What is the current policy of the government?
According to DIPAM, the current policy of the government is as follows:
- Public Sector Undertakings are a valuable asset of the Nation and preserving this asset in the hands of the people promotes public ownership of CPSEs.
- While pursuing disinvestment through a minority stake sale in listed CPSEs, the Government will maintain at least 51% shareholding and retain management control of the Public Sector Undertakings.
- Strategic disinvestment will involve the sale of a substantial portion of Government shareholding in identified CPSEs, up to 50% or more, along with the transfer of management control.
What are the targets set by the government in the latest budget?

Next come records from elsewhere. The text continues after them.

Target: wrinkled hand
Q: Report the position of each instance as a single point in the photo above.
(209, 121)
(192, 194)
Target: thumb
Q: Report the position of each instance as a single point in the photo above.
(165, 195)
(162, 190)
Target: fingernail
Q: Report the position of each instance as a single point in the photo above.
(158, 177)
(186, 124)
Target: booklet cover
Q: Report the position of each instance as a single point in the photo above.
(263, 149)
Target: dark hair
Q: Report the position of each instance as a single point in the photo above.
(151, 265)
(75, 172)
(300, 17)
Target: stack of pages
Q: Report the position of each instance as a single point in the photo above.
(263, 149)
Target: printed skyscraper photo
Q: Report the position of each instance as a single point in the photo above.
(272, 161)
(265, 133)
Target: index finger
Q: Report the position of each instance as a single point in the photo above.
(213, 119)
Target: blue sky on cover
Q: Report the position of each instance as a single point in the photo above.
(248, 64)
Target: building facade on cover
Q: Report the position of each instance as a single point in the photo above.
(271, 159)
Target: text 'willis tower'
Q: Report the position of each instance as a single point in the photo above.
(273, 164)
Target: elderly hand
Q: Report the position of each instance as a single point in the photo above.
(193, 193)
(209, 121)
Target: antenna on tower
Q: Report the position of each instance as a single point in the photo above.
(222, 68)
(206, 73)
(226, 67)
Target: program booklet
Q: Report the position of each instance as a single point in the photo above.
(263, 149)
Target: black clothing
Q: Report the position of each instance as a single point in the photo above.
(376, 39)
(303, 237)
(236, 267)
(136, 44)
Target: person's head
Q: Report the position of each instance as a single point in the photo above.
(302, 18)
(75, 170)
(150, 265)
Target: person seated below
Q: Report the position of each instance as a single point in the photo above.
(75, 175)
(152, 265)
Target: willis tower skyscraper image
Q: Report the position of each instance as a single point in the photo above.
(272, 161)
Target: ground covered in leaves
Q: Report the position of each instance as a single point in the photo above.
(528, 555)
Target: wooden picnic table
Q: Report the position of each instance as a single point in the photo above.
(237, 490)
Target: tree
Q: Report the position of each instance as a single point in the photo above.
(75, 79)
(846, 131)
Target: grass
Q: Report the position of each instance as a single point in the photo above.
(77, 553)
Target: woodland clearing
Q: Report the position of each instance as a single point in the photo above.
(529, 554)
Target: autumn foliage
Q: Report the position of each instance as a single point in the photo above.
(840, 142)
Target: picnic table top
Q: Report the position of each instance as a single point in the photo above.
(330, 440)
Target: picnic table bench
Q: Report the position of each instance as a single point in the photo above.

The government has set a disinvestment target of ₹51,000 crores in the Union Budget for 2023-24. This figure is 21% lower than the budget estimate for the current year and only ₹1,000 crores more than the revised estimate, making it the lowest target in seven years.
Additionally, the Centre has not yet met the target for 2022-23, having raised ₹31,106 crore to date. Of this amount, close to a third of the budgeted estimate was achieved through the IPO of 3.5% of its shares in the Life Insurance Corporation (LIC), amounting to ₹20,516 crore.
How are the disinvestment proceeds used by the Government of India?
There is a debate on the use of disinvestment proceeds. The government uses the disinvestment proceeds in the following ways:
- To reduce the fiscal deficit: The government may utilize these funds to reduce the fiscal deficit, which is the difference between its total revenue and expenditure. This is not seen as a wise use of the disinvestment proceeds.
- To finance capital expenditure: The government can use the proceeds on infrastructure projects, such as building highways, airports, and power plants. This is seen as a wise way to spend the disinvestment proceeds as the push on capital expenditure will have a multiplier effect on the economy.
- To fund social welfare schemes: The use of the disinvestment proceeds on social welfare schemes like healthcare, education, and housing is seen as the least optimal use as its use for consumption adds no value.
Creation of the National Investment Fund (NIF)
It was established by the Government of India in November 2005, to channel the proceeds from the disinvestment of Central Public Sector Enterprises.
The corpus of NIF was to be permanent and managed professionally by selected Public Sector Mutual Funds. The NIF was designed to provide sustainable returns to the government while supporting selected social sector schemes promoting education, health, and employment, which would receive 75% of the annual income. The remaining 25% of the annual income would be used to meet the capital investment requirements of profitable and revivable PSUs.